Years of collaborations and grinding through the Texas club circuit gave him a place to develop his vocal range as well as his guitar tones. He has played around the world, raising eyebrows and garnering praise from adoring fans and seasoned musical insiders.
Clark has collaborated with many of rock music’s elite, including The Rolling Stones, Alicia Keys, Sheryl Crow and the Foo Fighters, among many others.

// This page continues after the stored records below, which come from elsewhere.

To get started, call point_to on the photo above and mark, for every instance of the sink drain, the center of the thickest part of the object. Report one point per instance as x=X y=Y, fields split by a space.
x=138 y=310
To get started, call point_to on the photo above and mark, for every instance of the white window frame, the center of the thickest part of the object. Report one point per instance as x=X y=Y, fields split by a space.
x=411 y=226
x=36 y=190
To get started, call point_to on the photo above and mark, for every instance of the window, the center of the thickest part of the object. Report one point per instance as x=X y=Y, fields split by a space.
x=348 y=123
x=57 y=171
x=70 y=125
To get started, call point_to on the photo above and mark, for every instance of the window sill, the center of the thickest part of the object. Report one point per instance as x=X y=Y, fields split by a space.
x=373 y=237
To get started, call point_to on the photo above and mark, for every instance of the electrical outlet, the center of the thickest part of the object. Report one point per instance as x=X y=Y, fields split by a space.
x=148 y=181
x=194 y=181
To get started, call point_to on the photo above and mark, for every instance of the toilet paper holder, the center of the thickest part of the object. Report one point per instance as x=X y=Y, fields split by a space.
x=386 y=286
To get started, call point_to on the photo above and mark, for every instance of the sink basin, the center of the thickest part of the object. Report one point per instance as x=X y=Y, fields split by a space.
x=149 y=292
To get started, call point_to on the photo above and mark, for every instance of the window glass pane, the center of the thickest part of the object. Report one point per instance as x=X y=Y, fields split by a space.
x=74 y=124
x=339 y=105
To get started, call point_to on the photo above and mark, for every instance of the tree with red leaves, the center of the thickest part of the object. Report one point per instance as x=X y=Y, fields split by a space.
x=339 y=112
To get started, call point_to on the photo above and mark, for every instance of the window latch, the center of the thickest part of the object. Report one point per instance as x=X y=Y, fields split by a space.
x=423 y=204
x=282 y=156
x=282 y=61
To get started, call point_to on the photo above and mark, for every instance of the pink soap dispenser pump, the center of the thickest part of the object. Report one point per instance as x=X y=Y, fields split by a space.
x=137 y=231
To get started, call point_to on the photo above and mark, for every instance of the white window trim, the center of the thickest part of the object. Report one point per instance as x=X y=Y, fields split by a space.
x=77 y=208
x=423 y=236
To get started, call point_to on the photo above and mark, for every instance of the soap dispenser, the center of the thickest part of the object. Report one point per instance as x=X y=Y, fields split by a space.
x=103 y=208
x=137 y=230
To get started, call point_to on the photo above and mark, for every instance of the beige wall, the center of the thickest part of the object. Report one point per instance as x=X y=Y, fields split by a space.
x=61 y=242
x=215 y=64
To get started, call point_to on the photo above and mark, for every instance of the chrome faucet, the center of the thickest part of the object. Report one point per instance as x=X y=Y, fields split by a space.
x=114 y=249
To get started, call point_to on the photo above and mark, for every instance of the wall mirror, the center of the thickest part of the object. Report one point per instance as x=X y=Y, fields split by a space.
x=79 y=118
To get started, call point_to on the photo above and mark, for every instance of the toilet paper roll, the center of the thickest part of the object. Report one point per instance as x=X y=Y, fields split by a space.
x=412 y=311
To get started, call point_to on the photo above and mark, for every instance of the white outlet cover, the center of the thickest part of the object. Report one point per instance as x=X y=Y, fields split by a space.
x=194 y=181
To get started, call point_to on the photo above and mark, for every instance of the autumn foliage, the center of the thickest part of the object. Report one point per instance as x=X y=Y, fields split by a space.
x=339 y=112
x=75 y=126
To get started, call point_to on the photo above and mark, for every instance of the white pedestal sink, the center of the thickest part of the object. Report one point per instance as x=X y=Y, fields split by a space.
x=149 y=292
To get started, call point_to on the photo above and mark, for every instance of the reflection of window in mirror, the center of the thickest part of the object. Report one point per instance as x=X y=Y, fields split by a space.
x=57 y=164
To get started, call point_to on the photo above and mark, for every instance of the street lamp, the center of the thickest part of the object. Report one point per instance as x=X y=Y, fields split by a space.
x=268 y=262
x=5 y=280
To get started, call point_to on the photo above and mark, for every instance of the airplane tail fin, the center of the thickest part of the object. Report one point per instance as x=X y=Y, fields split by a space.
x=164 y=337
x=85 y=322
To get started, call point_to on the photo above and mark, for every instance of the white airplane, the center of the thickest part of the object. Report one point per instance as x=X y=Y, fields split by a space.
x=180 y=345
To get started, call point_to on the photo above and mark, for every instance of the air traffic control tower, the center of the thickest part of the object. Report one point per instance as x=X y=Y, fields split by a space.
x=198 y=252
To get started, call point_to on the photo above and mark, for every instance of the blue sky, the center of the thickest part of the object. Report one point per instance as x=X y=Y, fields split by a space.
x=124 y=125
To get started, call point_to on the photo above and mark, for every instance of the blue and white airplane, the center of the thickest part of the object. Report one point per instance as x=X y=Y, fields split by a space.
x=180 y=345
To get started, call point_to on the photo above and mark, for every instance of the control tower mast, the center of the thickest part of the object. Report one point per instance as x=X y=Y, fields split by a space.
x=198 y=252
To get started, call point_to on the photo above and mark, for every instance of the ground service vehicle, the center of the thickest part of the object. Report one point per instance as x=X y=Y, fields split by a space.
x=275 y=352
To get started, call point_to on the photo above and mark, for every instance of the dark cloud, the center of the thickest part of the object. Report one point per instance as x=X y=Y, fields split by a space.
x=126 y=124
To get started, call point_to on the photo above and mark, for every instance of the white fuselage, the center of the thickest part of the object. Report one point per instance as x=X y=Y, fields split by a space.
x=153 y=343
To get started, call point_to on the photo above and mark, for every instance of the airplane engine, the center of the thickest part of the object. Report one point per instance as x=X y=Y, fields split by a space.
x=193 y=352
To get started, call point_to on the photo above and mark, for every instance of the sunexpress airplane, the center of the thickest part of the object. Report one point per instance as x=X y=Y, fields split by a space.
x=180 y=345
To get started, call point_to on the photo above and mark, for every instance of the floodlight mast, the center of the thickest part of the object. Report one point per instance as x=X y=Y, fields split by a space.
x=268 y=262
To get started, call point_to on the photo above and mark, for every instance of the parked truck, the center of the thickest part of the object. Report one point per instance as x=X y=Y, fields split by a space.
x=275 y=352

This night, Santa Barbara was all about Clark. He opened the show with “Bright Lights,” a gritty story of New York. During the night, he played many styles of blues and soul, keeping the crowd entertained and on their toes.
“Travis County” is an old-time 12-bar blues jam with a rockabilly vibe. Then he played some wicked slide guitar on the down and dirty blues tune “Next Door Neighbor Blues.”
One of the highlights was when the band played “When My Train Pulls In.” The melodic soulful groove allowed room for Clark to build and explode through several dynamic leads.
During the course of the show, he used many different styles of distortions to convey his haunting, soaring and gripping tones. These tones truly identify who Clark is as a musician. He plays with emotion and creativity accented by his 6-foot-4-inch stature, endearing facial expressions and trademark flat-brimmed hat.
Throughout the night, he used several guitars to create his signature tones, including a Gibson SG and Fender Stratocaster. He used an Epiphone Casino that gives him a lighter hollow-body-type tone for some of his softer acoustic style stuff. On the song “Please Come Home,” he used his falsetto voice and his truly tantalizing ability to take it high and hold it like a true crooner.
Clark is the real deal, and Santa Barbara witnessed it firsthand. His star is still on the rise, and we can expect more great music from this talented artist from Texas.
— Steve Kennedy is a Noozhawk contributor. The opinions expressed are his own.